Le Lièvre et la Tortue Le lièvre méprise la lente tortue. Elle gagne pourtant la course. Morale : rien ne sert de courir…
Le Lion et le Rat Le puissant lion épargne un petit rat. Plus tard, le rat le sauve d’un piège. Morale : nul n’est trop petit pour aider un plus grand.

Références

10 types de personnages typiques

Le renard rusé : rusé, manipulateur, souvent victorieux.
Le lion majestueux : figure d’autorité ou de pouvoir abusif.
La cigale insouciante : artiste, poète ou rêveur, négligent.
La fourmi laborieuse : travailleuse, rigide, parfois égoïste.
Le loup agressif : brutal, injuste, figure du pouvoir tyrannique.
L’agneau innocent : victime sans défense, naïf.
Le rat malin : petit, discret, mais débrouillard et solidaire.
Le corbeau vaniteux : cherche à briller, se fait duper.
La tortue persévérante : lente mais déterminée.
L’âne ridicule : souvent moqué, mais parfois plus sage qu’il n’y paraît.

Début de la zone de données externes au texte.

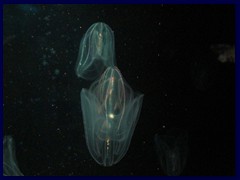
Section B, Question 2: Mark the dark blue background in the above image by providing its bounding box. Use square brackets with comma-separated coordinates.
[3, 4, 235, 176]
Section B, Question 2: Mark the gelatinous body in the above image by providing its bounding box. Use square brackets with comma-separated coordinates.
[81, 67, 143, 166]
[75, 23, 143, 166]
[75, 22, 115, 80]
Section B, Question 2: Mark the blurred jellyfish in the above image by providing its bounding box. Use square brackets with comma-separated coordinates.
[3, 136, 23, 176]
[154, 129, 188, 176]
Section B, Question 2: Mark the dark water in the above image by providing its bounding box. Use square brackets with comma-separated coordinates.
[3, 5, 235, 176]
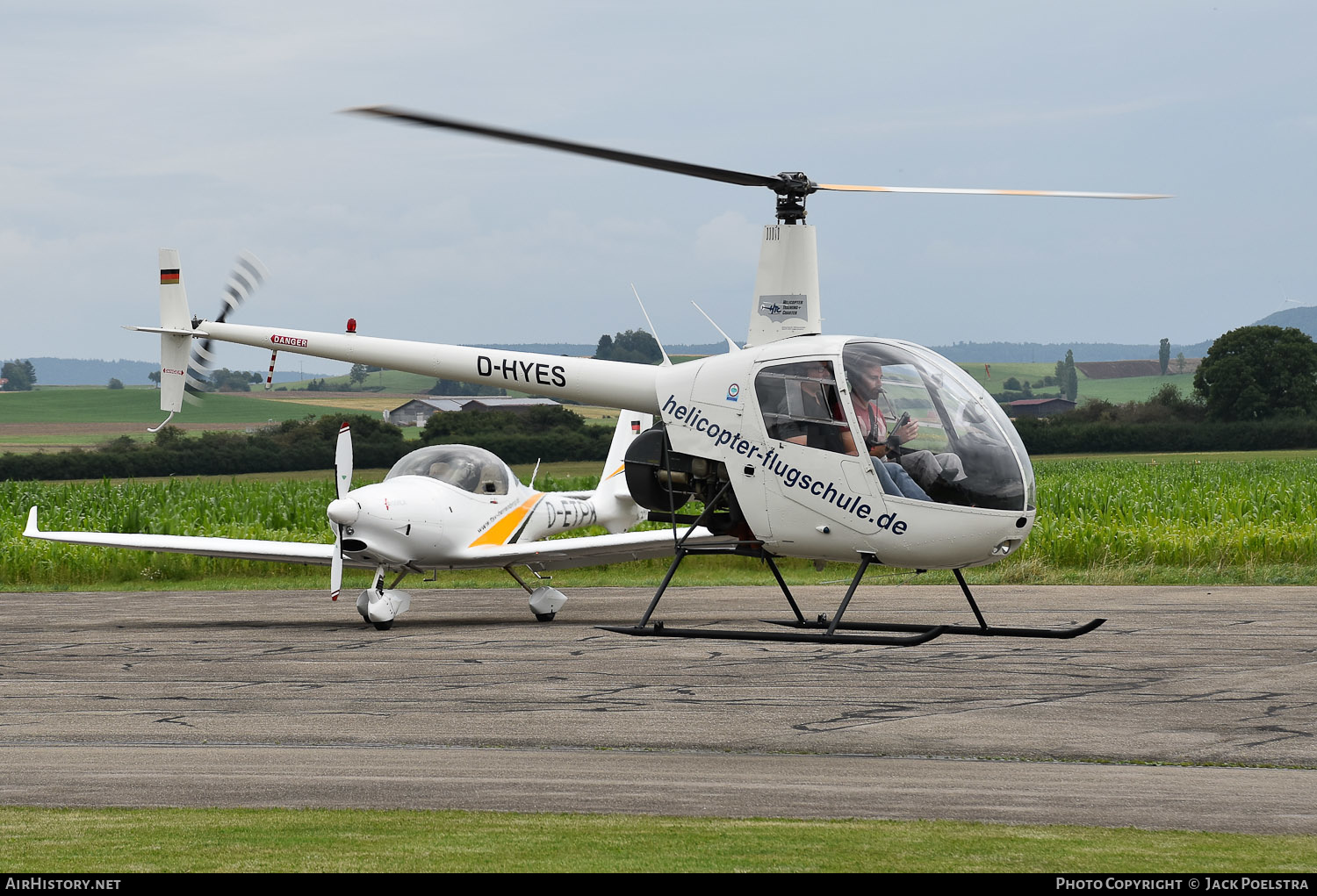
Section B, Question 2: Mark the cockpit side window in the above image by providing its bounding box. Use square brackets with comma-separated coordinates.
[755, 361, 856, 455]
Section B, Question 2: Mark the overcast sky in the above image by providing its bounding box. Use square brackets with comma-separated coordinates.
[0, 0, 1317, 375]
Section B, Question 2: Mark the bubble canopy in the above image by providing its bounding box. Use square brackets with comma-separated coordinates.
[385, 445, 516, 495]
[842, 340, 1035, 511]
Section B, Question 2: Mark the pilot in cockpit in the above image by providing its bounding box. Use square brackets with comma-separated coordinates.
[845, 343, 967, 492]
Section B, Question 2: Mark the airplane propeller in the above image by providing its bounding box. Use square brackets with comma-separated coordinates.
[184, 251, 270, 404]
[347, 105, 1166, 224]
[326, 424, 361, 600]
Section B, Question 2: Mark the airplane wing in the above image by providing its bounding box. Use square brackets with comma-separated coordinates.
[445, 527, 737, 571]
[23, 506, 374, 569]
[23, 506, 737, 570]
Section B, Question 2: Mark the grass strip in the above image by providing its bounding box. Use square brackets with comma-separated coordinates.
[0, 808, 1317, 874]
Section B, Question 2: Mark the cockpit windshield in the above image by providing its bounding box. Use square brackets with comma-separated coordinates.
[385, 445, 515, 495]
[842, 342, 1034, 511]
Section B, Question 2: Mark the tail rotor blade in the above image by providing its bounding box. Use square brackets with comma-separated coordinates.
[334, 424, 352, 498]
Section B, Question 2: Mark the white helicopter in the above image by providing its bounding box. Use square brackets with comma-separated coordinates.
[100, 106, 1162, 645]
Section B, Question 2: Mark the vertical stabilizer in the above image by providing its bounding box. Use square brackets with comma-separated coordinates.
[593, 409, 655, 532]
[748, 224, 824, 345]
[161, 248, 192, 414]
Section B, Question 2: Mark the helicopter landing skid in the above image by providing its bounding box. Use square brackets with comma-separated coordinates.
[597, 545, 1106, 648]
[761, 568, 1106, 640]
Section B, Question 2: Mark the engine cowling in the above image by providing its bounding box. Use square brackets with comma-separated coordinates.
[626, 424, 745, 534]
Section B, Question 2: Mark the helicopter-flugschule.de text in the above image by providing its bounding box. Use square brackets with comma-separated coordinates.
[663, 395, 906, 535]
[476, 355, 568, 385]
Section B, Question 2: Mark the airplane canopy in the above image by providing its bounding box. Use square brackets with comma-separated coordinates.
[385, 445, 516, 495]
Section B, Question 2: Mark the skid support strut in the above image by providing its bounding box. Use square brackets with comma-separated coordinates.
[766, 562, 1106, 640]
[598, 542, 943, 648]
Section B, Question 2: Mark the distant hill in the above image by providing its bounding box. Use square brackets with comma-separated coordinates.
[8, 305, 1317, 385]
[1258, 305, 1317, 340]
[929, 340, 1212, 364]
[929, 305, 1317, 363]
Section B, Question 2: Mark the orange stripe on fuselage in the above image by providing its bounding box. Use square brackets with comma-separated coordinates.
[468, 492, 544, 548]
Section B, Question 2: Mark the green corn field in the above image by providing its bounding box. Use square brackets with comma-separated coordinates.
[0, 458, 1317, 591]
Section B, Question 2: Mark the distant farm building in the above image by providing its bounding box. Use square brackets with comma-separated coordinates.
[1006, 398, 1076, 417]
[385, 395, 558, 426]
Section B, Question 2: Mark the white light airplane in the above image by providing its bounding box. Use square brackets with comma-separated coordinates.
[23, 411, 727, 629]
[24, 250, 729, 629]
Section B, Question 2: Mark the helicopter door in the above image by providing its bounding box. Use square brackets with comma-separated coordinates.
[755, 359, 884, 533]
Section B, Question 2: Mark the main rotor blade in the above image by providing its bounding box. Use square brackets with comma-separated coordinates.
[345, 105, 782, 188]
[818, 184, 1171, 198]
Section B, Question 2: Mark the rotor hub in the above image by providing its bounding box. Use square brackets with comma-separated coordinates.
[771, 171, 819, 224]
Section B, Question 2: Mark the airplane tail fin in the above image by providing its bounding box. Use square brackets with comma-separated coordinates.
[594, 409, 653, 533]
[158, 248, 192, 426]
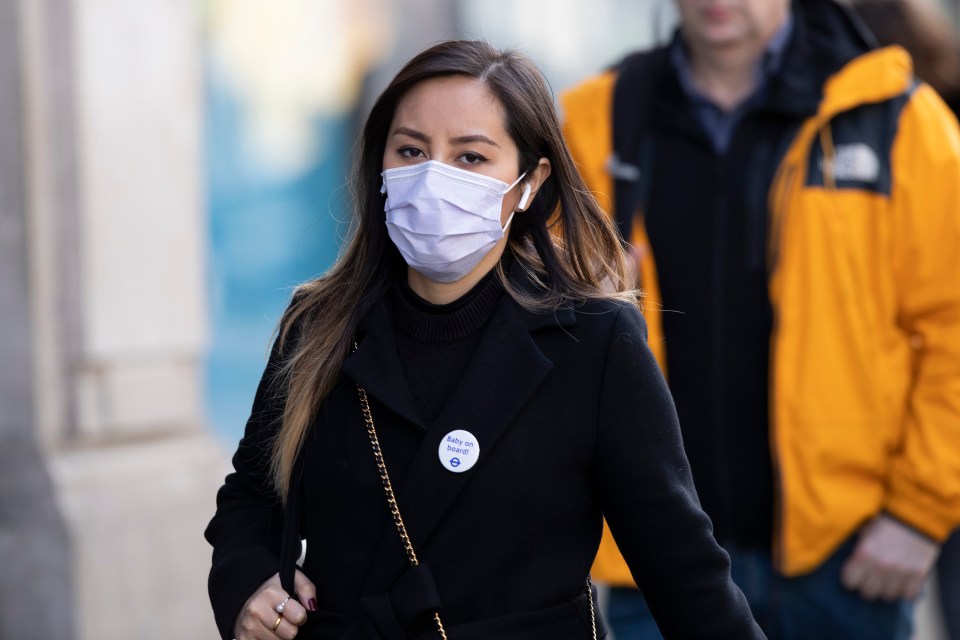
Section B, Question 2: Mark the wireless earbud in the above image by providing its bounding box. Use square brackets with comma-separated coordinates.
[517, 182, 530, 211]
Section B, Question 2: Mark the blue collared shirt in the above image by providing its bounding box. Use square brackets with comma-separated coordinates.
[670, 14, 793, 153]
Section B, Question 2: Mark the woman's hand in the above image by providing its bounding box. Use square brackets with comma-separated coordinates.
[233, 569, 317, 640]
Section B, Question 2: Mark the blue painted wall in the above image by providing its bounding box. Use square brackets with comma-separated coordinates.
[205, 67, 352, 442]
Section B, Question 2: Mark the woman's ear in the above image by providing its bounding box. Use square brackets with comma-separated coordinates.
[517, 158, 550, 212]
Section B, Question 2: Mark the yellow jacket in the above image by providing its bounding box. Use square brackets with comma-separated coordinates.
[561, 47, 960, 585]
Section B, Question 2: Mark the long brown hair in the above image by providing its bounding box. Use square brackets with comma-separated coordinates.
[271, 40, 637, 501]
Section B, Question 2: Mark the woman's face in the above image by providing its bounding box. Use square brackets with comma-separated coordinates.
[383, 76, 522, 225]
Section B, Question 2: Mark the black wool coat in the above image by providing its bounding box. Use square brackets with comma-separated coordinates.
[206, 286, 763, 640]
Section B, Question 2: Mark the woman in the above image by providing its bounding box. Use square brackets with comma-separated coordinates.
[206, 42, 762, 640]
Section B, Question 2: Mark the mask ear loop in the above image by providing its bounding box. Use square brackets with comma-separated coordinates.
[517, 182, 531, 211]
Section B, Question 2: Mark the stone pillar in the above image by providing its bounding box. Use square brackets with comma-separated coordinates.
[12, 0, 227, 640]
[0, 0, 73, 640]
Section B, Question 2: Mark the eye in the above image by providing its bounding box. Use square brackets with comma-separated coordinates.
[457, 151, 487, 165]
[397, 147, 424, 160]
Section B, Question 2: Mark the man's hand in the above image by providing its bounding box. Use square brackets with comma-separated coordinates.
[840, 514, 940, 602]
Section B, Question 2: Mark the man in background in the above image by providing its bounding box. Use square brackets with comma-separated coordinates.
[562, 0, 960, 640]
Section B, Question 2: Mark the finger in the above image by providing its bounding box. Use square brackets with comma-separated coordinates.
[860, 567, 888, 600]
[880, 571, 909, 602]
[270, 616, 300, 640]
[293, 569, 317, 611]
[903, 573, 926, 600]
[283, 598, 307, 627]
[840, 556, 866, 591]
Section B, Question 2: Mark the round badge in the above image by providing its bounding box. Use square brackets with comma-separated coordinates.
[438, 429, 480, 473]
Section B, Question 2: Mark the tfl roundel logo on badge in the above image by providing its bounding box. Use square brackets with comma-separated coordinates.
[437, 429, 480, 473]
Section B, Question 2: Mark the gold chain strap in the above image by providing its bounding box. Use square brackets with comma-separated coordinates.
[587, 576, 597, 640]
[357, 385, 448, 640]
[357, 385, 597, 640]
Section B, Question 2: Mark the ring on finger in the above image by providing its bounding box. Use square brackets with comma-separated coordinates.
[273, 596, 290, 614]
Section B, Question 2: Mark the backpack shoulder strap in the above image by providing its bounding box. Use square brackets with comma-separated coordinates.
[608, 47, 669, 240]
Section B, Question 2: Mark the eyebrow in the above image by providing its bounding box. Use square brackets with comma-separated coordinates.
[393, 127, 500, 148]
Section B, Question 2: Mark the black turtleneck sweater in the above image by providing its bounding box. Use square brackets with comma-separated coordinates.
[390, 271, 504, 424]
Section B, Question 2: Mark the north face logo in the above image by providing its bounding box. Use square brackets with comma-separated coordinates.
[820, 142, 880, 184]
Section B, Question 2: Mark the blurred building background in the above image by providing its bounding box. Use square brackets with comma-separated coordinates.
[0, 0, 960, 640]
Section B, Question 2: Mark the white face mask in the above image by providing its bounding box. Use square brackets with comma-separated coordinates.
[382, 160, 526, 282]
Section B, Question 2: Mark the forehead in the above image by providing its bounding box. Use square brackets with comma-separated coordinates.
[391, 76, 507, 138]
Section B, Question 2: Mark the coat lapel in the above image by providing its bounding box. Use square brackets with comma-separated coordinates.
[342, 299, 426, 431]
[358, 295, 574, 590]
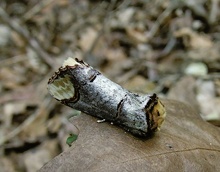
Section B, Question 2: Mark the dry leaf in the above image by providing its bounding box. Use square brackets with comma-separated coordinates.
[40, 100, 220, 172]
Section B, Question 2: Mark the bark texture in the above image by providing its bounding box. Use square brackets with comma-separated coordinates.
[48, 58, 166, 137]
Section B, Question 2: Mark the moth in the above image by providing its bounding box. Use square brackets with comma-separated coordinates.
[48, 57, 166, 137]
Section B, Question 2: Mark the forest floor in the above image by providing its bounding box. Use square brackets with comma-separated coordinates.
[0, 0, 220, 172]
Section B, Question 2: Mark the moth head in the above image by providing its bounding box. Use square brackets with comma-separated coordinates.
[47, 57, 81, 101]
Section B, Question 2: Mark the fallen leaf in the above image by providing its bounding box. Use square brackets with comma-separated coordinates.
[40, 100, 220, 172]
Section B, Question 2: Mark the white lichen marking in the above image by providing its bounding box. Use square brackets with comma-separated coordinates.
[48, 75, 75, 100]
[62, 57, 81, 67]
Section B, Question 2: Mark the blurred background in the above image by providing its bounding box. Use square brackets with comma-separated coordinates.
[0, 0, 220, 172]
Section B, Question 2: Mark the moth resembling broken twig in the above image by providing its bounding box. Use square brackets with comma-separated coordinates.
[48, 58, 166, 137]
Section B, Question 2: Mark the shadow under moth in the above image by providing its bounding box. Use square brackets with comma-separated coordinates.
[48, 57, 166, 137]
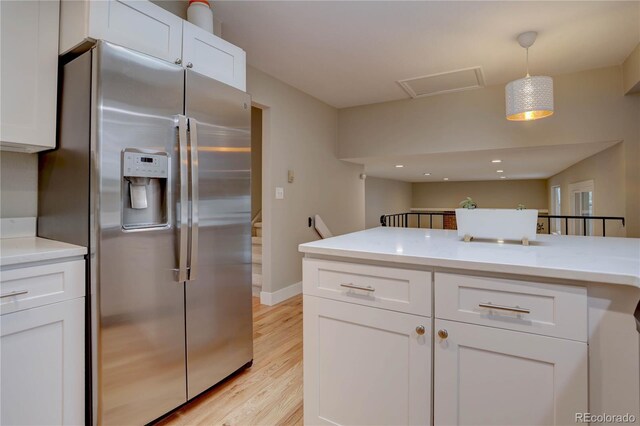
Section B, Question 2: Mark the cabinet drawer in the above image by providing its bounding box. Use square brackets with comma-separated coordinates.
[0, 260, 85, 314]
[435, 273, 587, 342]
[302, 259, 431, 316]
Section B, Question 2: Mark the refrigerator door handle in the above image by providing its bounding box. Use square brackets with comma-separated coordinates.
[178, 115, 189, 282]
[187, 118, 200, 280]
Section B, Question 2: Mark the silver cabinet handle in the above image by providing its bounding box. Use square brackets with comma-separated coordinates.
[188, 118, 200, 280]
[478, 302, 531, 314]
[0, 290, 29, 299]
[340, 283, 376, 292]
[178, 115, 189, 282]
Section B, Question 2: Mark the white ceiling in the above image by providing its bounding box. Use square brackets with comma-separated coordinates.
[350, 141, 619, 182]
[214, 1, 640, 108]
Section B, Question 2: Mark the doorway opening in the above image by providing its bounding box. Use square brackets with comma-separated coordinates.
[569, 180, 595, 235]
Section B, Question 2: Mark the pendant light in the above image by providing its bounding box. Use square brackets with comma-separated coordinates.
[505, 31, 553, 121]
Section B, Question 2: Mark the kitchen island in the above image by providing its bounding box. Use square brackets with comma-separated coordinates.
[300, 227, 640, 425]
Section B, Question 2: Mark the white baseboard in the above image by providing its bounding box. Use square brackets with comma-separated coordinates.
[251, 285, 262, 297]
[260, 281, 302, 306]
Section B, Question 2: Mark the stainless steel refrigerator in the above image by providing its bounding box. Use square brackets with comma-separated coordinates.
[38, 42, 253, 425]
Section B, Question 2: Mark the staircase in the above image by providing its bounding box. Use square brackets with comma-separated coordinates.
[251, 222, 262, 297]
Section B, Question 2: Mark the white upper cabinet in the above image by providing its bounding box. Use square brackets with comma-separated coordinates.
[0, 1, 60, 152]
[182, 21, 246, 91]
[60, 0, 246, 91]
[303, 295, 431, 425]
[60, 0, 182, 62]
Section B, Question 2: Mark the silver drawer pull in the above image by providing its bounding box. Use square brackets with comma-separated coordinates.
[340, 284, 376, 292]
[0, 290, 29, 299]
[478, 302, 531, 314]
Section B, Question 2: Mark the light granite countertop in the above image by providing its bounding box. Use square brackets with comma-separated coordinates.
[0, 237, 87, 267]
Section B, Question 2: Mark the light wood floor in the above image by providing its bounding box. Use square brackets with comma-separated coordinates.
[159, 296, 302, 426]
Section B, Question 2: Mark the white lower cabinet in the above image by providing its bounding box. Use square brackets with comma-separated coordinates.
[0, 297, 85, 425]
[304, 295, 432, 425]
[434, 319, 589, 426]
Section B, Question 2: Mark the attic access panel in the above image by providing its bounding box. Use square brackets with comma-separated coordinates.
[398, 67, 484, 98]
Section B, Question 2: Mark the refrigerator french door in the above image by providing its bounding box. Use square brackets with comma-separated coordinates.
[38, 42, 253, 425]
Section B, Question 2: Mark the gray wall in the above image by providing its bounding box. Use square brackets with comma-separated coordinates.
[247, 67, 364, 292]
[0, 151, 38, 218]
[251, 107, 262, 219]
[338, 66, 640, 237]
[364, 177, 411, 228]
[412, 179, 548, 210]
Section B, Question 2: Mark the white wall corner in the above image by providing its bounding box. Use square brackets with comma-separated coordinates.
[260, 281, 302, 306]
[0, 217, 36, 238]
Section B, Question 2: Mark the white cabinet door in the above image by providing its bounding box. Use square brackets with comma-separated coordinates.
[182, 21, 246, 91]
[0, 0, 60, 152]
[304, 295, 431, 425]
[89, 0, 182, 62]
[60, 0, 182, 62]
[0, 297, 85, 425]
[434, 319, 588, 426]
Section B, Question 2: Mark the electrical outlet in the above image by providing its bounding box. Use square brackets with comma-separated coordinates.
[276, 186, 284, 200]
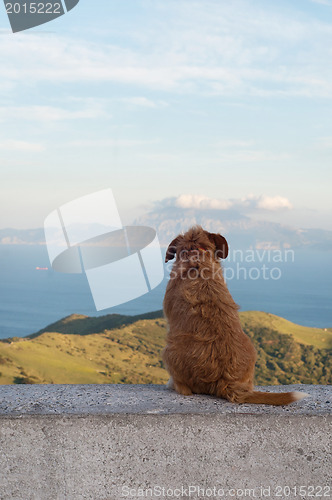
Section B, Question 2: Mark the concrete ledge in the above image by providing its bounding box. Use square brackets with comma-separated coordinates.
[0, 385, 332, 500]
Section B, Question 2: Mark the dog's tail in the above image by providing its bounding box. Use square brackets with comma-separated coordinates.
[237, 391, 309, 406]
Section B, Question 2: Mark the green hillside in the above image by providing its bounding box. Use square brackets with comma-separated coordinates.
[0, 311, 332, 385]
[240, 311, 332, 349]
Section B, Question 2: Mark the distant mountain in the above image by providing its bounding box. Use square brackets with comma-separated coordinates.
[0, 206, 332, 251]
[0, 311, 332, 385]
[0, 228, 45, 245]
[135, 207, 332, 251]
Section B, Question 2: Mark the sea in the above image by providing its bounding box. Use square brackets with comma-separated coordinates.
[0, 245, 332, 339]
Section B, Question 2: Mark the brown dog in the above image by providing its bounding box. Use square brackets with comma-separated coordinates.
[163, 226, 306, 405]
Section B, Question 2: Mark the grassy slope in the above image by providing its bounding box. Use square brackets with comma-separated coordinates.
[0, 311, 332, 384]
[240, 311, 332, 349]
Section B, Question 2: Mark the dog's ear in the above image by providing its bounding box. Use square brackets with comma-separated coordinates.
[208, 233, 228, 259]
[165, 236, 180, 262]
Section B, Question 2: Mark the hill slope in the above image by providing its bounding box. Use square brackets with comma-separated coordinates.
[0, 311, 332, 385]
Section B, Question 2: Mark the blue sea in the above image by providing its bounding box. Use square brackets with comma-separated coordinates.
[0, 245, 332, 338]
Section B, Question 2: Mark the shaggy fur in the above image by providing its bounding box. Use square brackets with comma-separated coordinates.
[163, 226, 306, 405]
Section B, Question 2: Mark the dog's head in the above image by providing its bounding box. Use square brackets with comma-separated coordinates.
[165, 226, 228, 262]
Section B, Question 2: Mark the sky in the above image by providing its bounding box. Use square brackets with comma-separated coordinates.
[0, 0, 332, 230]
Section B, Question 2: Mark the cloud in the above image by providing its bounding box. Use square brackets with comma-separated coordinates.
[118, 97, 168, 108]
[0, 106, 108, 122]
[316, 137, 332, 149]
[0, 139, 44, 153]
[311, 0, 331, 7]
[0, 0, 332, 97]
[157, 194, 293, 212]
[175, 194, 232, 210]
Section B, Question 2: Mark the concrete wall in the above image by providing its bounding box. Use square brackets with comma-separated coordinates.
[0, 385, 332, 500]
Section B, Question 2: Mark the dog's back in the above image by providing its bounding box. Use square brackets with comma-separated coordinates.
[163, 226, 308, 405]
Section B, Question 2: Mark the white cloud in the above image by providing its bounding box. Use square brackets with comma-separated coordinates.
[0, 0, 332, 97]
[0, 106, 108, 122]
[316, 137, 332, 149]
[118, 97, 167, 108]
[175, 194, 232, 210]
[311, 0, 331, 6]
[253, 195, 293, 212]
[161, 194, 293, 212]
[0, 139, 44, 153]
[67, 139, 157, 148]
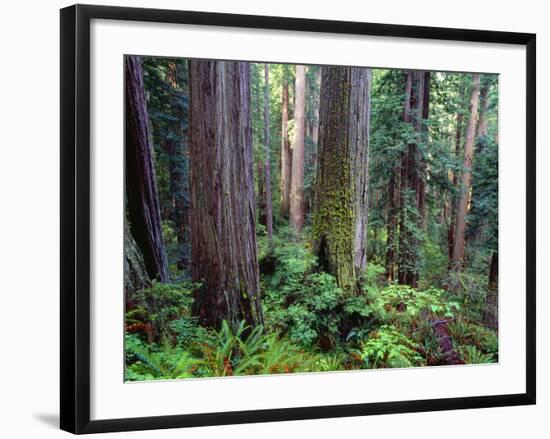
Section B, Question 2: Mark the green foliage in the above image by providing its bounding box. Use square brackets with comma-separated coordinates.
[448, 320, 498, 363]
[125, 335, 202, 381]
[126, 281, 198, 342]
[263, 243, 342, 346]
[359, 325, 425, 369]
[374, 284, 461, 325]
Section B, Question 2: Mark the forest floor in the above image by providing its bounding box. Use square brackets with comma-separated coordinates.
[125, 229, 498, 381]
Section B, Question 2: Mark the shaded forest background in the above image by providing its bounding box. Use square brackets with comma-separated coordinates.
[125, 56, 498, 380]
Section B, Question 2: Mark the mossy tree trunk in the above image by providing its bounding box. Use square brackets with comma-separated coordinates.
[313, 67, 371, 293]
[124, 56, 169, 282]
[189, 60, 263, 328]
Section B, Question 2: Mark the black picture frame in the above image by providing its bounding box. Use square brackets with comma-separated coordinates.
[60, 5, 536, 434]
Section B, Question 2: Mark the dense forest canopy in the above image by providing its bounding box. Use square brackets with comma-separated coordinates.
[124, 56, 498, 380]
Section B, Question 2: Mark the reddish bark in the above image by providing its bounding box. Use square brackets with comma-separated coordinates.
[189, 60, 263, 328]
[124, 56, 169, 282]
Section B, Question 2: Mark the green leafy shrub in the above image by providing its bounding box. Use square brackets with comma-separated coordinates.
[373, 284, 461, 326]
[448, 319, 498, 362]
[126, 282, 198, 342]
[125, 334, 202, 381]
[358, 325, 425, 369]
[458, 345, 494, 364]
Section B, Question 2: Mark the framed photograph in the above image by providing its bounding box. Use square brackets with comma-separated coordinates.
[61, 5, 536, 433]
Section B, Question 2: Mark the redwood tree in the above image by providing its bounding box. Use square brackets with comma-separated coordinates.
[124, 56, 169, 282]
[189, 60, 263, 328]
[452, 74, 480, 271]
[264, 64, 273, 242]
[398, 71, 429, 287]
[290, 65, 306, 234]
[281, 66, 292, 218]
[313, 67, 371, 292]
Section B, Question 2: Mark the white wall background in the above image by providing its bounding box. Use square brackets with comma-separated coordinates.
[0, 0, 550, 439]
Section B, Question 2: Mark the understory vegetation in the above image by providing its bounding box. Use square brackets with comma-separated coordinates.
[124, 55, 499, 381]
[126, 228, 498, 381]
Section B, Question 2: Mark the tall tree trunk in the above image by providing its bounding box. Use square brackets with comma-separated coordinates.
[124, 222, 151, 307]
[417, 72, 431, 232]
[311, 68, 322, 146]
[348, 69, 371, 274]
[386, 167, 399, 282]
[124, 56, 169, 282]
[476, 80, 489, 139]
[313, 67, 370, 293]
[189, 60, 263, 328]
[398, 71, 426, 287]
[281, 71, 292, 218]
[447, 100, 463, 269]
[453, 74, 480, 271]
[166, 61, 190, 269]
[483, 252, 498, 330]
[290, 65, 306, 234]
[264, 64, 273, 242]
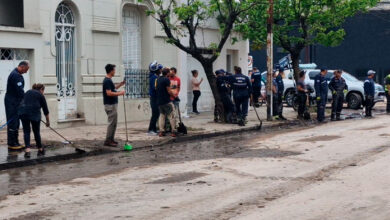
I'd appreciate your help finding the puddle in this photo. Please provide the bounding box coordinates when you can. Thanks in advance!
[298,135,341,142]
[148,172,208,184]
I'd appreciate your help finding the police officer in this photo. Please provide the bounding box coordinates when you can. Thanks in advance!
[329,70,348,121]
[4,61,30,150]
[385,73,390,114]
[215,69,234,123]
[297,70,307,119]
[251,67,261,108]
[230,66,252,126]
[314,68,328,122]
[364,70,375,118]
[275,67,287,120]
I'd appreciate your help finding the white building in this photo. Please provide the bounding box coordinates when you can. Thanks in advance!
[0,0,249,127]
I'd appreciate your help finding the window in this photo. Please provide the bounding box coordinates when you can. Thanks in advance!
[309,71,320,80]
[0,0,24,27]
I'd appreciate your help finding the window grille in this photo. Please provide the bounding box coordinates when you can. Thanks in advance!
[125,69,149,99]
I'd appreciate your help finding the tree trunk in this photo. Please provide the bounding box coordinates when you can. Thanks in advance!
[291,52,300,81]
[201,62,226,122]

Ces personnages peuvent aussi être des humains déguisés, ou des objets dotés de conscience.

Codes d’improvisation à retenir

Thèmes fréquents

Les travers humains : vanité, paresse, arrogance, cupidité
La justice et l’injustice
Le rapport de force (petit contre grand, faible contre puissant)
La morale : explicite ou subtile, parfois ironique
La nature comme reflet du monde social

Style de jeu

Jeu stylisé, expressif, parfois animalier
Langage imagé, rythmique, aphoristique
Adresse directe au public ou narrateur intégré
Ruptures de ton : naïveté apparente, critique acerbe
Jeu physique évocateur d’espèce animale (sans costume nécessaire)

Éléments typiques

Le face-à-face : deux personnages aux valeurs opposées
Le stratagème : un piège, une ruse, une manipulation
Le renversement final : chute comique ou morale
Le narrateur ou la morale énoncée à la fin
L’ellipse : récit très court, sans fioriture

Conseils pour l’improvisation « Fable »

Choisis un défaut ou une qualité à incarner à l’extrême : avarice, naïveté, sagesse, etc.
Joue avec les archétypes : le rusé, le fort, le faible, le naïf.
Structure ton impro comme un conte bref avec chute : situation → tension → résolution → morale.
Adresse-toi au public en tant que narrateur, témoin ou juge.
Utilise l’animalité dans la voix, le corps, sans chercher la caricature.
N’hésite pas à détourner les morales : proposer une morale absurde, ironique ou ambigüe peut surprendre.